Talvez ela não quisesse apenas consumir — queria ser vista, admirada, desejada. Havia, por trás do brilho dos acessórios e do tom afetado da voz, uma fome de pertencimento, típica de quem vive à margem dos bastidores do prestígio. Não se trata de justificar, mas de entender: sua compulsão tinha método, cálculo e vaidade, mas também solidão e um desejo doentio de reconhecimento. O problema é que, ao vestir o que não podia pagar, ela despiu a confiança de todos ao redor. O resultado não foi só o rombo financeiro — foram vínculos rompidos, colegas desconfiados, uma escola inteira em alerta. E agora, diante do inquérito aberto, ela aguarda o processo — que só andará se formos capazes de enfrentar não apenas o estelionato, mas também o silêncio.

E, talvez, agora, depois desse golpe, venha a maior prova de todas: a de que é possível seguir sendo professor… mesmo depois de aprender, na dor, que nem todos merecem o nosso caderno aberto.


https://www.youtube.com/watch?v=WELO9DXDXy4&ab_channel=CidadeAlertaRecord (Acessado em 03/07/2025)



Essa crônica é um soco no estômago, né? Ela nos mostra como o cotidiano e as relações sociais podem ser mais complexos e desafiadores do que imaginamos. Vamos usar o texto como ponto de partida para refletir sobre alguns conceitos da Sociologia. Leiam com atenção e respondam às questões a seguir!


1 - A professora do texto usava objetos caros para ser "vista, admirada, desejada", mesmo cometendo crimes para isso. Explique como a sociedade de consumo e a busca por status social podem influenciar as atitudes e a identidade dos indivíduos, a ponto de levá-los a comportamentos antiéticos.


2 - A crônica descreve como a professora aproveitava a confiança dos colegas e a "correria da sala dos professores" para fotografar os cartões. Discuta como a quebra de confiança afeta as relações sociais e o capital social dentro de um grupo ou comunidade, como a equipe de uma escola.
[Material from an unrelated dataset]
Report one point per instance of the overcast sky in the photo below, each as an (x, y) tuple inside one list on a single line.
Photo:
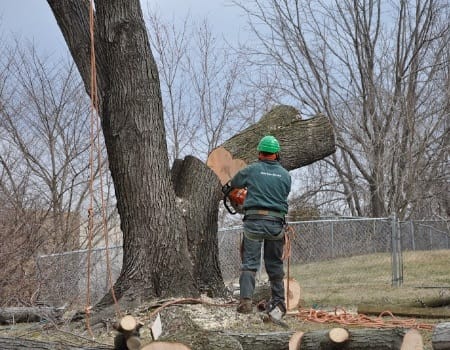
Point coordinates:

3 - O texto menciona que a professora já tinha um histórico de 14 ocorrências e aplicava golpes em outros locais de trabalho. Considerando o conceito de desvio social, como podemos analisar a persistência desse tipo de comportamento e o impacto de suas ações na moral coletiva de diferentes ambientes profissionais?


4 - Uma das vítimas lamenta que "nunca pensou que seria preciso esconder também o cartão" e que a "ética cotidiana" deveria vir antes de qualquer conteúdo. Explique o que é ética cotidiana e por que ela é fundamental para a manutenção da coesão social em um ambiente de trabalho ou em qualquer grupo.


5 - A crônica finaliza com a reflexão de que, mesmo depois do ocorrido, é possível "seguir sendo professor". Pensando no papel da educação e das instituições sociais, discuta como esses espaços podem aprender e se fortalecer a partir de crises de confiança, buscando reconstruir os vínculos e reforçar a integridade.